FSF-GA: A Feature Selection Framework for Phenotype Prediction Using Genetic Algorithm

This repository holds the source code for "Mowlaei, M. E., Shi, X.: FSF-GA: A Feature Selection Framework for Phenotype Prediction Using Genetic Algorithm" manuscript, accepted at ICIBM2021. FSF-GA is a bi-objective framwork, designed to perform phenotype prediction and QTL detection. The main code resides in the file. The results reported in the paper are stored in as comma seperated (CSV) files. Overlap_Cheker.ipynb contains codes used for detecting overlap of QTLs between our results and previous research, as well as LD concordance calculations.

FSF-GA framework:

Feature Selection Framework for Phenotype Prediction Using Genetic Algorithm (FSF-GA) Phenotype prediction involves solving two problems, namely epistatic interactions among loci and curse of dimensionality. To address the latter, we propose FSF-GA in order to reduce the search space for effective SNPs in phenotype prediction. While our method does not directly address the epistasis detection problem, it can be used as a prior step in order to solve the aforementioned problem. Our motivation and method will be described in the following. The overall pipeline used in this study is illustrated below:

The dataset is first partitioned into training and test sets. Afterwards, pre-processing is applied to both sets, restricting features that will be used for the GA in the next step. In the GA, we aim to find the optimal set of features that maximize our criteria, namely $R_{\text{Adj}}^2$, on the training set. A regression model is then fit on the test set using the selected subset of features and we evaluate the performance using this model. Selected features can depend on the regression model used in the fitness function of the GA; however, the final output of the GA is the set of the features. Since GA is a stochastic algorithm, we run it more than once and consider the overlap of produced sets as the final output.

The Optimization Problem

GA is a nature-inspired method and a major constitution of Computational Intelligence (CI), designed to solve real world problems. Our objective in the GA is to find the optimal solution for an optimization problem.

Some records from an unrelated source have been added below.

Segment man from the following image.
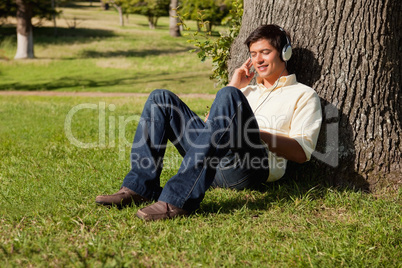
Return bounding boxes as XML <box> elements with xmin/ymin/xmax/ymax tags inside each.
<box><xmin>96</xmin><ymin>25</ymin><xmax>322</xmax><ymax>221</ymax></box>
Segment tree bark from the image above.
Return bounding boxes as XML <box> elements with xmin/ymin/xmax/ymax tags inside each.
<box><xmin>229</xmin><ymin>0</ymin><xmax>402</xmax><ymax>191</ymax></box>
<box><xmin>169</xmin><ymin>0</ymin><xmax>181</xmax><ymax>37</ymax></box>
<box><xmin>51</xmin><ymin>0</ymin><xmax>57</xmax><ymax>36</ymax></box>
<box><xmin>148</xmin><ymin>16</ymin><xmax>157</xmax><ymax>29</ymax></box>
<box><xmin>115</xmin><ymin>4</ymin><xmax>124</xmax><ymax>26</ymax></box>
<box><xmin>14</xmin><ymin>0</ymin><xmax>34</xmax><ymax>59</ymax></box>
<box><xmin>110</xmin><ymin>1</ymin><xmax>124</xmax><ymax>26</ymax></box>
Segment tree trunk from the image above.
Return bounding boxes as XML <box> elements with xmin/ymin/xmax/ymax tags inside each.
<box><xmin>206</xmin><ymin>22</ymin><xmax>212</xmax><ymax>32</ymax></box>
<box><xmin>101</xmin><ymin>0</ymin><xmax>109</xmax><ymax>10</ymax></box>
<box><xmin>229</xmin><ymin>0</ymin><xmax>402</xmax><ymax>191</ymax></box>
<box><xmin>114</xmin><ymin>4</ymin><xmax>124</xmax><ymax>26</ymax></box>
<box><xmin>148</xmin><ymin>16</ymin><xmax>157</xmax><ymax>29</ymax></box>
<box><xmin>51</xmin><ymin>0</ymin><xmax>57</xmax><ymax>36</ymax></box>
<box><xmin>14</xmin><ymin>0</ymin><xmax>34</xmax><ymax>59</ymax></box>
<box><xmin>169</xmin><ymin>0</ymin><xmax>181</xmax><ymax>37</ymax></box>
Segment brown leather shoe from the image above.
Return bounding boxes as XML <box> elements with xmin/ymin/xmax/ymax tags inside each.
<box><xmin>96</xmin><ymin>187</ymin><xmax>150</xmax><ymax>207</ymax></box>
<box><xmin>136</xmin><ymin>201</ymin><xmax>189</xmax><ymax>221</ymax></box>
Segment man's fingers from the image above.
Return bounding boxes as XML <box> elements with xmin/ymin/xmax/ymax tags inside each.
<box><xmin>246</xmin><ymin>71</ymin><xmax>255</xmax><ymax>80</ymax></box>
<box><xmin>242</xmin><ymin>58</ymin><xmax>253</xmax><ymax>76</ymax></box>
<box><xmin>242</xmin><ymin>58</ymin><xmax>252</xmax><ymax>68</ymax></box>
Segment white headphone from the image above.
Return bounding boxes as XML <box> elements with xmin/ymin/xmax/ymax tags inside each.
<box><xmin>278</xmin><ymin>27</ymin><xmax>292</xmax><ymax>62</ymax></box>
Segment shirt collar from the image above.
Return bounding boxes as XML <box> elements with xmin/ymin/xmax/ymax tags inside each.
<box><xmin>256</xmin><ymin>74</ymin><xmax>297</xmax><ymax>91</ymax></box>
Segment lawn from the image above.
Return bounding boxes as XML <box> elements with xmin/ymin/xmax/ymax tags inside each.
<box><xmin>0</xmin><ymin>2</ymin><xmax>401</xmax><ymax>267</ymax></box>
<box><xmin>0</xmin><ymin>94</ymin><xmax>400</xmax><ymax>267</ymax></box>
<box><xmin>0</xmin><ymin>1</ymin><xmax>218</xmax><ymax>94</ymax></box>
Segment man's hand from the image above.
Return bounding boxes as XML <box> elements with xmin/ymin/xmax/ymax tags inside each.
<box><xmin>228</xmin><ymin>58</ymin><xmax>255</xmax><ymax>89</ymax></box>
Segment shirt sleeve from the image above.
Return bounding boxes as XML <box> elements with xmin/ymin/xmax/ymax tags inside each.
<box><xmin>240</xmin><ymin>85</ymin><xmax>253</xmax><ymax>96</ymax></box>
<box><xmin>289</xmin><ymin>91</ymin><xmax>322</xmax><ymax>161</ymax></box>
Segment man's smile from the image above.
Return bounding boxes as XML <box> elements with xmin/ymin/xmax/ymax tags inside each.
<box><xmin>257</xmin><ymin>65</ymin><xmax>268</xmax><ymax>71</ymax></box>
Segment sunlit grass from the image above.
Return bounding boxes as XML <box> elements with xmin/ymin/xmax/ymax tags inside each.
<box><xmin>0</xmin><ymin>1</ymin><xmax>219</xmax><ymax>94</ymax></box>
<box><xmin>0</xmin><ymin>95</ymin><xmax>401</xmax><ymax>267</ymax></box>
<box><xmin>0</xmin><ymin>2</ymin><xmax>400</xmax><ymax>267</ymax></box>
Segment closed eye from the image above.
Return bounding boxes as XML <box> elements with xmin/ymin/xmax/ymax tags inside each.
<box><xmin>249</xmin><ymin>49</ymin><xmax>271</xmax><ymax>58</ymax></box>
<box><xmin>261</xmin><ymin>49</ymin><xmax>271</xmax><ymax>55</ymax></box>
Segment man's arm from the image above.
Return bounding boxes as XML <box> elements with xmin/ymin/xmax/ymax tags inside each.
<box><xmin>204</xmin><ymin>58</ymin><xmax>255</xmax><ymax>123</ymax></box>
<box><xmin>260</xmin><ymin>130</ymin><xmax>307</xmax><ymax>163</ymax></box>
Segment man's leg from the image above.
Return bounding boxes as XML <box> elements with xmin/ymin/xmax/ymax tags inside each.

In this study, given a certain regression model M and a dataset D, we look for the minimal subset of SNPs in D that provides us the best phenotype prediction results, as our goal. The normal procedure for stopping a GA, in case the optimal goal is not met, includes (but is not limited to) setting time limit on the runtime of the algorithm or the number of iterations. Here, we employ the latter and set maximum number of iterations to 5000.

There are a limited number of metrics used for regression problems. Among them, MSE is commonly used as a measure to compare different methods. However, through empirical study we found out that $R_{\text{Adj}}^2$, serves as a better objective for the task at hand. This metric can be calculated as follows:

$$R_{\text{Adj}}^2 = 1 - \dfrac{(1-R^2) (n - 1)}{n-p-1};$$

where p is number of independent features selected for training the model, n is the number of samples, and $R^{2}$ is calculated as below:

$$R^{2} = 1 - \dfrac{RSS}{TSS};$$

where RSS is the sum of squares of residuals and TSS is total sum of squares for a given trait. $R_{\text{Adj}}^2$ and $R^{2}$ range from 0 to 1, with 1/0 being the best/worst value. We set maximizing $R_{\text{Adj}}^2$ and minimizing the number of features as primary and secondary objectives in our GA, respectively. In other terms, our optimization algorithm maximizes $R_{\text{Adj}}^2$ of phenotype prediction using as few features as possible.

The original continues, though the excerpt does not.